Upgraded mac5 to Movable Type 4.3 primarily to support a random entry plugin for Five Forks Food.

Looks like Image::Magick (default thumbnailer) is working with this upgrade. I had mt-config set to use NetBPM.

Image test:

charlie4.gif

Getting Movable Type To Use 755

Claire’s new entries in a new month would not display. Movable Type is storing entries in archive directories by month, and when creating a new directory in her blog, it was setting to 777. Since her banner uses php to randomly display photos, the JustHost.com server did not like running anything through the php parser in a wide open directory. It wants a minimum security of 755. I found an article that described adding the following to the mt.config file.
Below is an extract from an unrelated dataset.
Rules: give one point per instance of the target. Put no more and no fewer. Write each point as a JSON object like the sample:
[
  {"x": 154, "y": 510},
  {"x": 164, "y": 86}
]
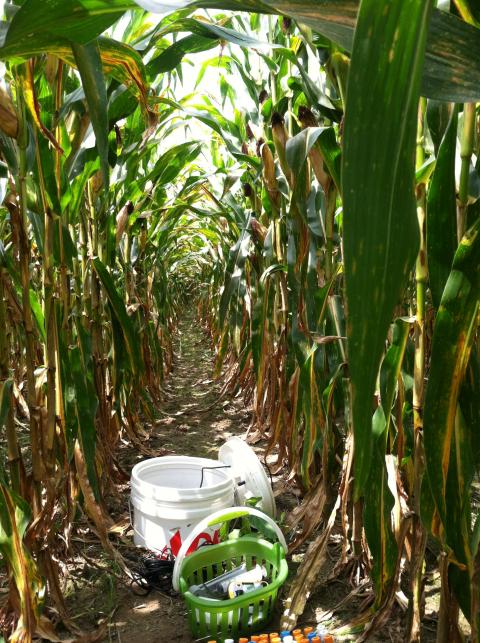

Solved the problem.

HTMLPerms 0775

DBUmask 0022

HTMLUmask 0022

UploadUmask 0022

DirUmask 0022

The odd thing is other blogs were creating as 755 already, so not sure why Claire’s behaved differently.

Movable Type 4

This entry is being created with Movable Type 4.1 4.01. (We’ve upgraded.) I did a test of this no a second computer, and it all went pretty well. Off to find what’s broken…

Update: I used an old download and did not realize I upgraded to 4.01 instead of 4.1. No wonder I couldn’t find several features I thought were supposed to be in the system (like Global Templates.)